All in the Family


    Gucci doggie collars. Afternoons spent in the pet pool at the doggy daycare. The occasional visit to the pet psychiatrist. Too much never seems like too much for today’s pet owner.

    But even in this era of over-the-top doting on pets, how many pet owners take a few minutes, or even a few dollars, to worry about emergency care for your pooch or kitty?

    Not just get-in-your-car-and-drive-like-hell to the doggy ER planning. We’re talking drop-to-the-floor life-saving stuff here.

    Sure, high-end pet health insurance plans are an increasingly-popular option for dedicated pet lovers and they take much of the stress out of any trip to the vet. And health-conscious foods, habitual trips to the dog park and the occasional spa day mean your pooch is probably healthier than most of the humans you spot at the gym.

    Still, if Bandit stops breathing suddenly? Or if Poofy appears unconscious? What then? Even that fancy vet is still a car ride away — at least until Animal Ambulance becomes a reality, which is probably not too far off — and those minutes could be crucial to saving your furry loved one’s life.

    That’s where pet CPR comes in. The American Red Cross is now offering an online class for $20 that takes about 30 minutes to complete and leaves owners ready to spot signs of distress in their cats and dogs and, in the worst cases, step in to render aid.

    The Red Cross’s regular CPR classes have long been popular among young people hoping to land a babysitting job, expecting parents and pretty much anyone else who would like to have a minimum level of life-saving skills. Nigel Holderby, a spokeswoman for the agency in Colorado and Wyoming, says the organization has been offering similar classes for pets for years but earlier this year expanded that to the online realm.

    “We are providing that to a broader audience,” she says.

    The classes are an outcropping of today’s pet-owning culture, one where cats or dogs are seen more like just another member of the family — like Uncle Jimbo but with more hair and less mooching.

    Holderby says that people who view their pets as their “fur babies” want to make sure they are providing a level of care on par with the care they would provide for a human loved one.

    “I know the people that I talk to a lot have that attitude: I would do this for my human child, now I have a responsibility to make sure that I am taking care of my fur kids, my fur family members,” she says.

    Holderby says she knows this feeling personally. Her kids are grown now and have moved away, but she still has two of those fur babies to worry about: a dachshund named Annie and an energetic pooch named Louie who is a mix of Chihuahua and Italian Greyhound.

    Here’s the answer to what we know you’re thinking. Yes, you hold the animal’s muzzle closed and breath into its nose. The idea of doing chest compressions is the same as with human CPR, but clearly the anatomy is different, hence the idea that some training and instruction is wise before you try this.

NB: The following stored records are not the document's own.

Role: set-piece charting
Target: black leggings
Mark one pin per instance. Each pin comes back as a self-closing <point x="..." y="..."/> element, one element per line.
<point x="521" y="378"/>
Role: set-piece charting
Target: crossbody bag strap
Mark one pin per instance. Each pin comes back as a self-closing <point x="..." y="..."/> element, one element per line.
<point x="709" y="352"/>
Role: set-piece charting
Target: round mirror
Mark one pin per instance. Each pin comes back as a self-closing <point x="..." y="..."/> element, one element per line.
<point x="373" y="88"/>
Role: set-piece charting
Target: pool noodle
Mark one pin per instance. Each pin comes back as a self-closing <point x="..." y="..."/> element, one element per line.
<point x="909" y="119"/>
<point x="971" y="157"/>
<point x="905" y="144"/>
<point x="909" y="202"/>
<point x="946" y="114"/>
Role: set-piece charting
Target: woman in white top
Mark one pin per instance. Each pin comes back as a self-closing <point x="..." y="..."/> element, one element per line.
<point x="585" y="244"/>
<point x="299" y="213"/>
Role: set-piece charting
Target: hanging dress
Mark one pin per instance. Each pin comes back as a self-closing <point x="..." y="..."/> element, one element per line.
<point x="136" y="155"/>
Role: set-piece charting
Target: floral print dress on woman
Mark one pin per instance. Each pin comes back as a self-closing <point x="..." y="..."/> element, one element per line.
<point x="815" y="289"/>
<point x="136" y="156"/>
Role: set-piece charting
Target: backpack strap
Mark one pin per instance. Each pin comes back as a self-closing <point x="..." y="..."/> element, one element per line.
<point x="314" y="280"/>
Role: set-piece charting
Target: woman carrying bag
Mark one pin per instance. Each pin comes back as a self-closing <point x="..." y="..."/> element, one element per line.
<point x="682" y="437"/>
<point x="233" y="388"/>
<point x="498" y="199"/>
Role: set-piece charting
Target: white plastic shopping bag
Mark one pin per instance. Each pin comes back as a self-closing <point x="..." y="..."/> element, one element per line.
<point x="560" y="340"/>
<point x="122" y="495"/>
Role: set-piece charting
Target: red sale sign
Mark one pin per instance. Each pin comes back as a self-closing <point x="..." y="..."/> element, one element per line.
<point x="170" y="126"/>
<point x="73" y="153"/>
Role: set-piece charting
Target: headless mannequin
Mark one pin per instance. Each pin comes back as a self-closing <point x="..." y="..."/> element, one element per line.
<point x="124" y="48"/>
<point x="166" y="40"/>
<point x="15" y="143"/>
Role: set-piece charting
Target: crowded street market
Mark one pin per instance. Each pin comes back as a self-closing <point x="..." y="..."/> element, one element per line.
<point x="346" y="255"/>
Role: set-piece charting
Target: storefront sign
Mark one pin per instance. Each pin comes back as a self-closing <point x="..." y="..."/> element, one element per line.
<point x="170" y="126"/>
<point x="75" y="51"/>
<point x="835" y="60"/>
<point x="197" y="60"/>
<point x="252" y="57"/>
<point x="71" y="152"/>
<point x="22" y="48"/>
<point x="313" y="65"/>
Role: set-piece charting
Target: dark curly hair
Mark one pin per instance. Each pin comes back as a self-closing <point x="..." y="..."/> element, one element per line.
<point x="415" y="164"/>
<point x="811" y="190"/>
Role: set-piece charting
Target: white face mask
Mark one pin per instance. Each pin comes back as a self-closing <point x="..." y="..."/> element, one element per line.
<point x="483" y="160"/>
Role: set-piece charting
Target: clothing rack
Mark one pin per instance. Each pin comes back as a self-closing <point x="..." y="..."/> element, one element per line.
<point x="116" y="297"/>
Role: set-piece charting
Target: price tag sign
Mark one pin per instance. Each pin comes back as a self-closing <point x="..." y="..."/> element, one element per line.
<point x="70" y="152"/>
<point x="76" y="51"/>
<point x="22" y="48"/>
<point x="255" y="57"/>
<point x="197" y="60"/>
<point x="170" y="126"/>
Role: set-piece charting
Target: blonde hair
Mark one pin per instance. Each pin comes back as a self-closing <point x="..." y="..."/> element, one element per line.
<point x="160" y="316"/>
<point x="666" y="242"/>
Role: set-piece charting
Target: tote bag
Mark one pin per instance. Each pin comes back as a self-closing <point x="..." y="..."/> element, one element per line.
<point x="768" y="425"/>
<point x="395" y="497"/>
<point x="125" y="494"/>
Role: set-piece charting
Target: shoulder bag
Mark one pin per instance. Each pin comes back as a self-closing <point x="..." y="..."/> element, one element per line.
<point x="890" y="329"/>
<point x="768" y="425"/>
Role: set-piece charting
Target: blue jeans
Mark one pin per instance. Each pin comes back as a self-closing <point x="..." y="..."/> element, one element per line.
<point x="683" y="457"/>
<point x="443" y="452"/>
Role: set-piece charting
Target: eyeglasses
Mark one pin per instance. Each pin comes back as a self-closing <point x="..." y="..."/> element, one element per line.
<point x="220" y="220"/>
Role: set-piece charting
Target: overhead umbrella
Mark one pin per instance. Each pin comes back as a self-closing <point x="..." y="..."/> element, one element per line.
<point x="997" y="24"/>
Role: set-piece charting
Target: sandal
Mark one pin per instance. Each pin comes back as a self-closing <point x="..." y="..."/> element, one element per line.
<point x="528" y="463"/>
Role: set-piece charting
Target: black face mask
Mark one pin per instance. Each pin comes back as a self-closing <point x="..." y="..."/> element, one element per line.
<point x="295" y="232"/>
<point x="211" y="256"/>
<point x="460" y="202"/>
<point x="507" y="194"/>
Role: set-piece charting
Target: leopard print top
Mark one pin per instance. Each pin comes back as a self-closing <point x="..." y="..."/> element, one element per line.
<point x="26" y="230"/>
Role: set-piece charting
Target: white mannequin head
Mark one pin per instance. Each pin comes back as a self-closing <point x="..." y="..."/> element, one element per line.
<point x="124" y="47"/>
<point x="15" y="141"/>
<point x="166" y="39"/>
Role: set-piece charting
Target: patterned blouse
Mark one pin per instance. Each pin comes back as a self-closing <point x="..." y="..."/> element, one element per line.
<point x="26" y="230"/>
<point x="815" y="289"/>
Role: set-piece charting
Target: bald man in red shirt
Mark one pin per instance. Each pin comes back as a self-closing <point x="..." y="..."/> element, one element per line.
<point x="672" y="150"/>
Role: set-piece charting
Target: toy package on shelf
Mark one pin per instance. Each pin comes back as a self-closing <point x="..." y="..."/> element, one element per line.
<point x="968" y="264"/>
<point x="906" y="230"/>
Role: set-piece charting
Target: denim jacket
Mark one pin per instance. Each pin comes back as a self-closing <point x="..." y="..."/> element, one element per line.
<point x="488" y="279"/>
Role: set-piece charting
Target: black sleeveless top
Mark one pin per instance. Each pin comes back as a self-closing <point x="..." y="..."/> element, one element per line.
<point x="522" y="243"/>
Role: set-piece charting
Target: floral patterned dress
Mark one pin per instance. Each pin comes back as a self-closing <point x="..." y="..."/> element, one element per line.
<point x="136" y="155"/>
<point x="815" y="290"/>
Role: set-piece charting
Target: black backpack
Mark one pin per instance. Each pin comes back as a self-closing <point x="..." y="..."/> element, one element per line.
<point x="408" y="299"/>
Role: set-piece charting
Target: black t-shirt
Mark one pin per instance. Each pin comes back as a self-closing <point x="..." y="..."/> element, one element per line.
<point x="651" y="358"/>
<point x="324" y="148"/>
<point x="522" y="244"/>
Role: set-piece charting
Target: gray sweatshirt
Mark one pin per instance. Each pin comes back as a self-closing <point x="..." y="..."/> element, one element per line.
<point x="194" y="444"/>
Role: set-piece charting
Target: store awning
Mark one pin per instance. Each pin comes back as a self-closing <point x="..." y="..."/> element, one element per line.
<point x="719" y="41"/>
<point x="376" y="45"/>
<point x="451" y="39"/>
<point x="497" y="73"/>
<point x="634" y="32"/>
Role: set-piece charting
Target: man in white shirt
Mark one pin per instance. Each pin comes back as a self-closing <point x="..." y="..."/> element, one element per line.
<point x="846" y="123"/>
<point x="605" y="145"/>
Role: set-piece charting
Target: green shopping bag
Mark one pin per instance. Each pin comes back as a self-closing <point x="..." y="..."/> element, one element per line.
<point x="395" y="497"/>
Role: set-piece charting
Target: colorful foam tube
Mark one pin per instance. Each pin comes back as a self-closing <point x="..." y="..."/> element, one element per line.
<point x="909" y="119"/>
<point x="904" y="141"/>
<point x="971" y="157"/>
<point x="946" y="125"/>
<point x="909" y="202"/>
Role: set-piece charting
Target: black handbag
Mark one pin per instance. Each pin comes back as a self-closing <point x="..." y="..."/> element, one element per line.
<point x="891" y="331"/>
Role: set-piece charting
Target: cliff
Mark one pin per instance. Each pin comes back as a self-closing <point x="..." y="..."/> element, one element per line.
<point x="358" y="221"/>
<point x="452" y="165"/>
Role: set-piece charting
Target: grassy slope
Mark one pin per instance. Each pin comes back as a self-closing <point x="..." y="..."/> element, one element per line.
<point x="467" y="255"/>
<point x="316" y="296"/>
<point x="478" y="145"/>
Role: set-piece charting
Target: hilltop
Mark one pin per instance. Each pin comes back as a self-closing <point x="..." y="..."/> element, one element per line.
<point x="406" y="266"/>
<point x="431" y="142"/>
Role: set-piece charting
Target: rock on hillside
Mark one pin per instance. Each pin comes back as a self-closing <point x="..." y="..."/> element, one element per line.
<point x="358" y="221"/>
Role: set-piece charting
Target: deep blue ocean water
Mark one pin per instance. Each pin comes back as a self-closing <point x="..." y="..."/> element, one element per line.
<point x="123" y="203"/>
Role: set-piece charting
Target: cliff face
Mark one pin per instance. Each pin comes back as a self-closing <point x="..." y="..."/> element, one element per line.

    Annie recently gave Holderby a scare when the pooch seemed a little under the weather, forcing Holderby to tackle that grueling choice many pet owners face: To vet or not to vet?

    But Holderby said she relied on her training from the class, checked Annie’s vitals and realized she could at least let the pooch sleep for a night before she made the call. The next day, Annie was fine.

    “I knew what to look for and that made me feel so much better about waiting,” she said.



    1 Check for breathing and a heartbeat…

    Check to see if the pet is breathing and check for a heartbeat. If you do not see your pet’s chest moving and cannot find a heartbeat, begin CPR with chest compressions.

    2 Give chest compressions…

    Place your hands on your pet as follows:

    For cats and small dogs, place the heel of one of your hands directly over the pet’s heart and place your other hand directly over the first hand.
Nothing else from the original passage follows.